Sale la tensione tra il Mediterraneo e il Medio Oriente. Una delle imbarcazioni della Global Sumud Flotilla, missione umanitaria diretta verso Gaza con aiuti per la popolazione civile, è stata colpita nella notte da quello che gli attivisti denunciano essere un attacco con drone.
“Una nostra imbarcazione è stata colpita da un drone” hanno dichiarato gli organizzatori. Il mezzo coinvolto è la Family Boat, imbarcazione principale della spedizione, lunga 35 metri e battente bandiera portoghese. A bordo si trovavano anche i membri del comitato direttivo della flottiglia, tra cui l’attivista svedese Greta Thunberg.”

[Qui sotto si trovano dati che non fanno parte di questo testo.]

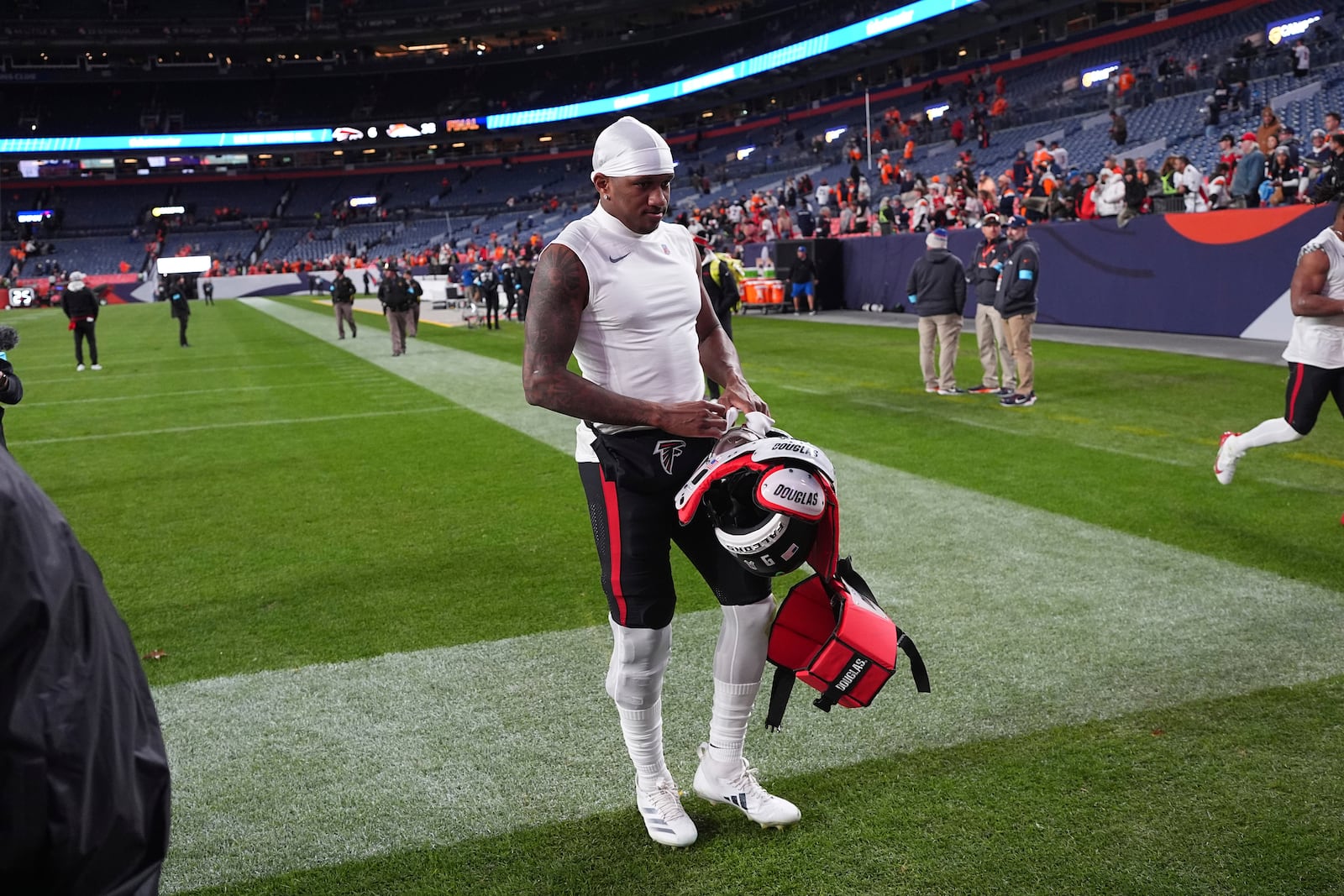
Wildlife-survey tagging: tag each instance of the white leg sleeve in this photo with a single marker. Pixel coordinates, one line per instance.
(635, 683)
(738, 663)
(1268, 432)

La nave era ancorata al largo delle coste tunisine, nei pressi del porto di Sidi Bou Said, quando è avvenuta l’esplosione. Le immagini pubblicate sui canali social della Flotilla mostrano il momento dell’attacco: nelle riprese delle telecamere di bordo si sente un ronzio, seguito da un lampo improvviso che illumina l’inquadratura. Secondo la ricostruzione degli attivisti, “è stato al 100% un drone che ha sganciato una bomba”.
Le autorità tunisine, tuttavia, smentiscono la presenza di droni nei cieli del Paese. In una nota, la Guardia nazionale tunisina ha affermato: “Secondo i primi accertamenti si è verificato un incendio nei giubbotti di salvataggio a bordo di una nave ancorata a 50 miglia da Sidi Bou Said, proveniente dalla Spagna. Non è stato rilevato alcun drone. Le indagini sono in corso”.
Ma la Global Sumud Flotilla insiste: altri filmati, anche da imbarcazioni vicine, mostrano chiaramente l’attacco dall’alto. “Sebbene tutti i partecipanti siano al sicuro, i dettagli sull’attacco rimangono limitati”, si legge in una dichiarazione ufficiale. Gli organizzatori hanno convocato una conferenza stampa per oggi in Tunisia, alla quale parteciperanno anche Francesca Albanese (relatrice ONU per i diritti umani nei territori palestinesi), membri del comitato direttivo e rappresentanti della società civile. Durante l’incontro verranno condivise testimonianze dirette e aggiornamenti sulla missione, che ha come obiettivo dichiarato la rottura dell’“assedio illegale imposto da Israele su Gaza” attraverso “azioni pacifiche e non violente”.
“La nostra missione umanitaria non si fermerà e non sarà influenzata da alcuna minaccia”, ha dichiarato l’attivista Thiago Avila, parlando davanti a una folla di sostenitori riunita al porto turistico tunisino. “La Tunisia è un paese sovrano e rifiutiamo qualsiasi assalto al suo territorio. I nostri occhi sono puntati su Gaza.”
Mentre l’attenzione mediatica è puntata sulla missione navale, la crisi sul terreno si aggrava. A Gerusalemme, due attentatori hanno aperto il fuoco in una zona residenziale, uccidendo sei persone e ferendone diverse altre. I due aggressori sono stati “neutralizzati” dalle forze israeliane. Le autorità non hanno ancora fornito dettagli sull’identità delle vittime.
Contestualmente, le Forze di Difesa Israeliane (IDF) hanno ordinato l’evacuazione totale di Gaza City, preannunciando nuove operazioni militari nel nord della Striscia. “Per la vostra sicurezza, vi invitiamo a spostarvi verso sud”, è l’appello rivolto alla popolazione civile attraverso volantini e messaggi diffusi via radio.
La situazione è in costante evoluzione, e gli sviluppi di queste ore rischiano di segnare una nuova, drammatica escalation del conflitto israelo-palestinese, mentre i tentativi di invio di aiuti umanitari via mare si scontrano con crescenti tensioni politiche e militari.